Aveux et reconsidérations
Les enquêteurs de la gendarmerie de Poitiers ont rapidement orienté leurs investigations vers Laroche, qui avait déjà purgé 20 ans de prison pour des agressions sur des joggeuses. Interpellé le 10 septembre, il avait brièvement reconnu avoir été avec Agathe, admettant avoir porté "deux coups" qui auraient causé sa mort, comme l’indique une déclaration de la procureure citée par Actu Orange.
Une lettre de rétractation
Cependant, le 28 mars 2026, La Nouvelle République a révélé qu'il avait envoyé une lettre de six pages à la juge, dans laquelle il contestait ses précédentes déclarations. Ce revirement repose sur une notion de "pollution" durant l'autopsie, selon des informations recueillies par Le Parisien.
Deux ADN retrouvés sur les affaires d'Agathe appartenaient à d'autres individus, initialement considérés comme suspects. Des enquêtes sont en cours pour clarifier cette situation, bien que des explications aient été données concernant un possible transfert d'ADN lors de l'autopsie par un mauvais nettoyage de la surface de travail.

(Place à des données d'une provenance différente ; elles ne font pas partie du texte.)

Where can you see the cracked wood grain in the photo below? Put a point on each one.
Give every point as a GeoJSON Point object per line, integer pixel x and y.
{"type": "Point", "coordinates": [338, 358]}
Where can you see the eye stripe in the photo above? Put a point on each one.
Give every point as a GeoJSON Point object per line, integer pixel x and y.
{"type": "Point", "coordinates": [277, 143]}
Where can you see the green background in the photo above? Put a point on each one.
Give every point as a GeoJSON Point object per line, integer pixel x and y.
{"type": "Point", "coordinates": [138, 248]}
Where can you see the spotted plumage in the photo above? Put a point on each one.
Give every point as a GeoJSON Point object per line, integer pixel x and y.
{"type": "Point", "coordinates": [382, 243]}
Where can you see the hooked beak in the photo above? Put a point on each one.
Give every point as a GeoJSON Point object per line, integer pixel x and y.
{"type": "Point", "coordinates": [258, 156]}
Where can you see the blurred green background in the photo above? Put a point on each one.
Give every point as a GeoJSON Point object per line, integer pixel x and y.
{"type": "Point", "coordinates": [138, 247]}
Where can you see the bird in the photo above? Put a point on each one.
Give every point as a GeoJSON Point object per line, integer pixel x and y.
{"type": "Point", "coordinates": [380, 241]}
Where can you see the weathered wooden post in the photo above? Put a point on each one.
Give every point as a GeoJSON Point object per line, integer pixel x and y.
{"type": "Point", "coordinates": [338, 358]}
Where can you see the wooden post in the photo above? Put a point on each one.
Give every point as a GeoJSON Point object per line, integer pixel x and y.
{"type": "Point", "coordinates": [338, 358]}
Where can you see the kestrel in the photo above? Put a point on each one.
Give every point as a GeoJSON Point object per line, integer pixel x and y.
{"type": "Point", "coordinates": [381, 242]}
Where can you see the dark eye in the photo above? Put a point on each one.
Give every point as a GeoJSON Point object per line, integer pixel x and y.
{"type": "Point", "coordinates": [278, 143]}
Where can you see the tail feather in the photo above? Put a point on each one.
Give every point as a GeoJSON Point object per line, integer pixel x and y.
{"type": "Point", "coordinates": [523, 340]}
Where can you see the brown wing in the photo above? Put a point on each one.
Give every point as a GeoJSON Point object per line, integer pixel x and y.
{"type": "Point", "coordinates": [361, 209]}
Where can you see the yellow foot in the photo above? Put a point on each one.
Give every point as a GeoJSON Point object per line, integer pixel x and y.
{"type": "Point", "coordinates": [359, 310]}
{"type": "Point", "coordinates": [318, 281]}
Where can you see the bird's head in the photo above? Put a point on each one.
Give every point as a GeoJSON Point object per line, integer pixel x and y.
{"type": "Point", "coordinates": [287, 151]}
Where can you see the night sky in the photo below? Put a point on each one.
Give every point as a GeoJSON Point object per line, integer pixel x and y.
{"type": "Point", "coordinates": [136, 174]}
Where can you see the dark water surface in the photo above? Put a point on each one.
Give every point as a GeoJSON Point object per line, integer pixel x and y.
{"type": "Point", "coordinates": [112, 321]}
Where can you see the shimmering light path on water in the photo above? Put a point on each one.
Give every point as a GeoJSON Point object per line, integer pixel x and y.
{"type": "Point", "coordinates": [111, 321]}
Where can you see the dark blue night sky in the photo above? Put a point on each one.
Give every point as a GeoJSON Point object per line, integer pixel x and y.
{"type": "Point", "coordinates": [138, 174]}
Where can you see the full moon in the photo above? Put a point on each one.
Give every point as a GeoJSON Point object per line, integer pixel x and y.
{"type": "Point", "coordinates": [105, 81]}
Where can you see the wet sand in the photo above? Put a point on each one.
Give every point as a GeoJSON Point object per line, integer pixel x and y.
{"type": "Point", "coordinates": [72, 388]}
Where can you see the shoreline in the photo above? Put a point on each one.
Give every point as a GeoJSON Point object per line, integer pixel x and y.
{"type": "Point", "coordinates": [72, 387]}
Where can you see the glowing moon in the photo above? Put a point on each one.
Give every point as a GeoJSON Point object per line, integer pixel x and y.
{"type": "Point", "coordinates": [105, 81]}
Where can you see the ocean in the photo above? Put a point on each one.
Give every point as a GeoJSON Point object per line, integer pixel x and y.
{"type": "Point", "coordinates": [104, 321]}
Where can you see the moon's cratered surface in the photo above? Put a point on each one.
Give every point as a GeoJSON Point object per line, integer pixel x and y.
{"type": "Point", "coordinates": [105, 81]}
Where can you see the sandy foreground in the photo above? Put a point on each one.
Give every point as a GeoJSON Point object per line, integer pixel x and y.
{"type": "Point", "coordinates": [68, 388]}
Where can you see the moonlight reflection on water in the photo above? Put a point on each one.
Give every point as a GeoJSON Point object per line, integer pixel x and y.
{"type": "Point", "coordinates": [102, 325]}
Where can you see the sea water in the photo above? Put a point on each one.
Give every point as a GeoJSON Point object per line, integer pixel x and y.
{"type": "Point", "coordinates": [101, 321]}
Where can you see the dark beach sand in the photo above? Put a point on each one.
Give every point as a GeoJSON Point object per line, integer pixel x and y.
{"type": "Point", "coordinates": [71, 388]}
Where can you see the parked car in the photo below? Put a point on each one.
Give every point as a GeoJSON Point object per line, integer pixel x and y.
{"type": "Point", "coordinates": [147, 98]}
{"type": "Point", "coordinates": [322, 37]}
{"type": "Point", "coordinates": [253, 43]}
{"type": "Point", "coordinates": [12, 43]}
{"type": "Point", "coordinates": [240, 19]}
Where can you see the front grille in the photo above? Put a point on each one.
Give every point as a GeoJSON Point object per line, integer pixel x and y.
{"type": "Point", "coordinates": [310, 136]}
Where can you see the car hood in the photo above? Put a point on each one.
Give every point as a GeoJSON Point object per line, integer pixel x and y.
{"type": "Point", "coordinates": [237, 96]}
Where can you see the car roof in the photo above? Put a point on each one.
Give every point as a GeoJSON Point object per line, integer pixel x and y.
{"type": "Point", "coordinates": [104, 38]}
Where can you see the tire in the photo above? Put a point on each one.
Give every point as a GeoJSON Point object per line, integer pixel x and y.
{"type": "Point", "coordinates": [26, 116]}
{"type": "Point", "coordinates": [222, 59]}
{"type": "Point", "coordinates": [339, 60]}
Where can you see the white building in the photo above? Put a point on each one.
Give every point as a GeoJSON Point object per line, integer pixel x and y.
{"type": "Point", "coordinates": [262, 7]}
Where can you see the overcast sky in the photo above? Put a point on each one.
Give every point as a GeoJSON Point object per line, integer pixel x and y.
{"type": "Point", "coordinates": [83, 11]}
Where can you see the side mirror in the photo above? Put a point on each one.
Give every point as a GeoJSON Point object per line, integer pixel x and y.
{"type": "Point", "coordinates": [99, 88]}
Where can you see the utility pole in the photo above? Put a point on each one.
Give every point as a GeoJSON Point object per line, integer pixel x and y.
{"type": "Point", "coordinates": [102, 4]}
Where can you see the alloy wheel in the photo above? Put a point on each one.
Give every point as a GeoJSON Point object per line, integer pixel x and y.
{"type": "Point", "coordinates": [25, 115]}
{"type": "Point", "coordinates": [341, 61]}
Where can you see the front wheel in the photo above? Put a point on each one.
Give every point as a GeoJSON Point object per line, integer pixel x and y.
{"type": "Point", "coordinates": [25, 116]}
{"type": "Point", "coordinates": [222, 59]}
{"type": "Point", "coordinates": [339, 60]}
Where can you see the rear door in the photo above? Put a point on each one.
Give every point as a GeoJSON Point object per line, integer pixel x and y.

Une enquête entachée de doutes
Ce "raté" dans l'expertise médicolégale a permis l'émergence d'une "défense bizarre" de Laroche, selon un proche du dossier, faisant naître des questions sur la fiabilité des procédures en cours. Alors que l'affaire continue d'évoluer, elle soulève des incertitudes sur la véracité des témoignages et la rigueur des enquêtes.